|
|
- Why is the size of the full catalog data for a given release different (less than) the catalog data size shown on the
sdss.org page for that release?
The catalog data size shown on sdss.org includes the size of the target dataset, which is a separate database
containing the version of the data that the spectroscopic targets were selected from. We do not distribute the target
dataset to mirror sites. It is only required for a very small fraction of queries and we ask that you go
to the main SDSS CAS site for those queries that require the target dataset.
- What about the raw (FITS) image and spectroscopic data? How do I get the raw data for a given SDSS data release?
The raw data is not served by the CAS (Catalog Archive Server), rather it is available from a different Fermilab site
called DAS (Data Archive Server). The raw data may become available at some point
the SDSS NCDM data distribution site, but until then you can contact the
SDSS Help Desk to ask how you can get the raw imaging and spectroscopic data.
Be warned that the raw data is a factor of 3-4 times the size of the catalog data.
- Why are there checksums included in the data subsets table for each subset?

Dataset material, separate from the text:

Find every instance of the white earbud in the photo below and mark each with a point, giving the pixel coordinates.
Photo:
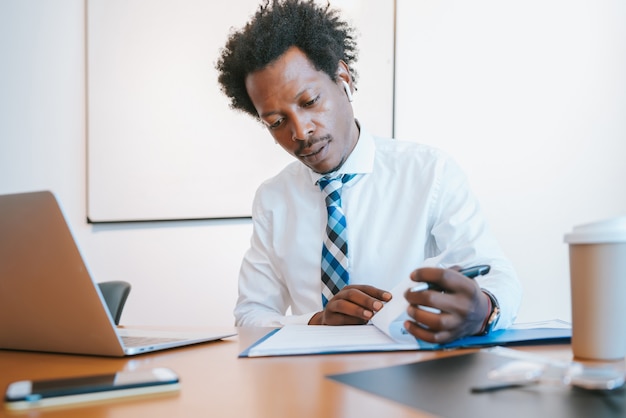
(346, 87)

The checksum is a quantity we generate based upon the schema and data in that particular version of each subset of the
database, and it provides a verification of that version. You can use the value of the checksum, found in the SiteConstants
or Versions table, to check that the version you have is exactly the same as what is distributed. Note that this checksum
is different from the MD5 checksum(s) used to verify the data transfer itself.
|